Abbiamo avuto un breve periodo di felicità dopo l'indipendenza,
poi sono venuti i militari e da allora tutto è andato di
male in peggio. Ma prima di tutto ciò, avevamo un sistema
che funzionava. Avevamo la sharia. Siamo musulmani. Perché
non tornare alle nostre origini?" (New York Times, 1 novembre
2001)
In un'economia mondiale dominata dall'imperialismo, i paesi neocoloniali
dell'Africa non hanno nessuna possibilità di realizzare
un significativo sviluppo economico. Con una scarsa produzione
industriale, la borghesia è costituita principalmente da
generali, ministri, contrattisti del governo e mercanti. Una simile
classe dominante non può realizzare una vera emancipazione
nazionale dall'imperialismo. La chiave per il progresso economico
e sociale di questi paesi è fornita dal programma trotskista
della rivoluzione permanente. Come spiegò Leone Trotsky,
nei paesi economicamente arretrati la debole borghesia nazionale,
legata da mille fili all'imperialismo e timorosa della "propria"

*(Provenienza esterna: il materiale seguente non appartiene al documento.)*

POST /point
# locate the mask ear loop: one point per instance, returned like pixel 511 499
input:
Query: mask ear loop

classe operaia, è incapace di realizzare gli obiettivi
delle classiche rivoluzioni borghesi come quella francese del
1789. Trotsky scrisse che "la soluzione vera e completa dei
loro problemi di democrazia e di liberazione nazionale non è
concepibile se non per opera di una dittatura del proletariato,
che assuma la guida della nazione oppressa e, prima di tutto,
delle sue masse contadine" (La rivoluzione permanente, 1930).

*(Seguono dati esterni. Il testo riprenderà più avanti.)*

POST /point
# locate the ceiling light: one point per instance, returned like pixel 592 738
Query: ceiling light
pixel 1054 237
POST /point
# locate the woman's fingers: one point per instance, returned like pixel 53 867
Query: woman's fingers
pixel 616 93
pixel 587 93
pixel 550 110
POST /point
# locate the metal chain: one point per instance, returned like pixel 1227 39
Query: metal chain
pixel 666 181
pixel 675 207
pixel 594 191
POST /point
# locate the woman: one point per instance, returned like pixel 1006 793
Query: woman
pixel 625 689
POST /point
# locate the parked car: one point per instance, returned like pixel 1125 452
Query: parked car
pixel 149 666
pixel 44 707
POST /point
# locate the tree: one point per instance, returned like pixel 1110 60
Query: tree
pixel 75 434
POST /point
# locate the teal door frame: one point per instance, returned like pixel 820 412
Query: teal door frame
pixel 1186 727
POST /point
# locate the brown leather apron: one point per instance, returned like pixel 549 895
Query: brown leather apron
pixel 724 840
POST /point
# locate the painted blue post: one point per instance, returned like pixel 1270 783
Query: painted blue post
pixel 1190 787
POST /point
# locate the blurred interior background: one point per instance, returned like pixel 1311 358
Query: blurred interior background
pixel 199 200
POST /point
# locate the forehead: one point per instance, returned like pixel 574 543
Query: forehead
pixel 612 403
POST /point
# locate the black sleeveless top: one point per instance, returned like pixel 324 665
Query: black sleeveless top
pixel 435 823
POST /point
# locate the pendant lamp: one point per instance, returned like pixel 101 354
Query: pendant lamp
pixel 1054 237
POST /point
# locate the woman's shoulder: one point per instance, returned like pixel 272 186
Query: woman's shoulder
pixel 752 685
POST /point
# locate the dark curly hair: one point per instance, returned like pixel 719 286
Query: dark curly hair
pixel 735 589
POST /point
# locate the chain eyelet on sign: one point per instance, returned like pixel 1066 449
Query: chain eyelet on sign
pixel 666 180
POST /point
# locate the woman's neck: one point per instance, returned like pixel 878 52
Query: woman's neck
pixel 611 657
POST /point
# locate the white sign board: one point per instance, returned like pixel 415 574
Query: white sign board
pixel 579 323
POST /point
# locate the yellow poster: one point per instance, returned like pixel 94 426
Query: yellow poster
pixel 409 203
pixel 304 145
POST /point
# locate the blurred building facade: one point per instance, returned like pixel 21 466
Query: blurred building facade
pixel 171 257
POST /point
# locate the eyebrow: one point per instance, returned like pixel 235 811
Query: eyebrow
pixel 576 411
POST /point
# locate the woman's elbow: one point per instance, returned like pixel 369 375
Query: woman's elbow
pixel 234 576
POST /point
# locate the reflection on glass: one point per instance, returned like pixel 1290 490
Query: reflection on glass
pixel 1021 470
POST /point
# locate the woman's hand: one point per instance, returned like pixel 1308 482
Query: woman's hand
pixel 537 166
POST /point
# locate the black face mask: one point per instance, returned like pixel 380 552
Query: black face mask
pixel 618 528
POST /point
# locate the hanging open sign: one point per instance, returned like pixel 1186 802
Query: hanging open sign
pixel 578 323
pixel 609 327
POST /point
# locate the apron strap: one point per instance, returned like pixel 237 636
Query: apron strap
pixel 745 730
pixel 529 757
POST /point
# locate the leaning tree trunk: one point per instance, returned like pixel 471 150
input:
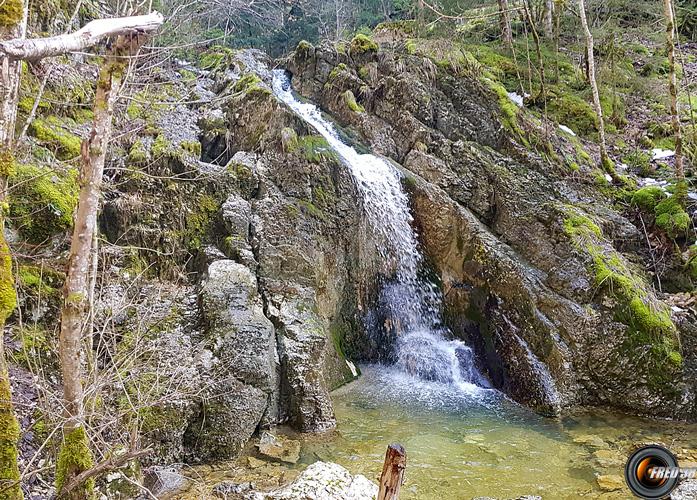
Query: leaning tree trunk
pixel 13 22
pixel 681 191
pixel 549 18
pixel 75 456
pixel 505 21
pixel 604 157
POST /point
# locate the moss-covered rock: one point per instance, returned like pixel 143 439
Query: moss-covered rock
pixel 55 134
pixel 314 149
pixel 11 12
pixel 350 101
pixel 672 218
pixel 648 197
pixel 362 44
pixel 43 201
pixel 75 457
pixel 649 321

Anche se in tutta l'Africa il proletariato industriale esiste
solo in tasche marginali e isolate, gli operai petroliferi della
Nigeria e dell'Angola, i portuali e i ferrovieri del Kenya e i
minatori dello Zambia e del Congo, per fare qualche esempio, rappresentano
una forza-lavoro industriale strategica. La sfida che sta di fronte
ad un partito operaio rivoluzionario internazionalista è
quella di trasformare questi strati in un ponte umano verso il
proletariato industriale del Sudafrica e il movimento operaio
del Medio Oriente, che sono la chiave di una prospettiva rivoluzionaria
per il continente africano.
Per mobilitarsi contro i suoi sfruttatori capitalisti il proletariato
deve lanciare una lotta ad ogni oppressione, specialmente all'oppressione
delle donne. La lotta per la democrazia e il progresso sociale
sul continente africano richiedono necessariamente una rivoluzione
proletaria. È evidente che gli imperialisti cercherebbero
di schiacciare una simile rivoluzione. La lotta per il potere
proletario nell'Africa subsahariana dev'essere legata alla battaglia
per il potere operaio nei paesi capitalisti avanzati. Centinaia
di migliaia di operai africani immigrati che sono una componente
chiave di settori sindacalizzati e strategici del proletariato
in Europa, saranno il ponte necessario ad estendere la rivoluzione.
Per realizzare quest'obiettivo la classe operaia deve forgiare
una direzione rivoluzionaria, dei partiti leninisti-trotskisti
d'avanguardia, parte di una Quarta internazionale riforgiata.
La Lega comunista internazionale cerca di costruire partiti di
questo tipo, perché guidino la lotta contro l'imperialismo
e i regimi fantoccio neocoloniali.
Fermare l'esecuzione di Amina Lawal!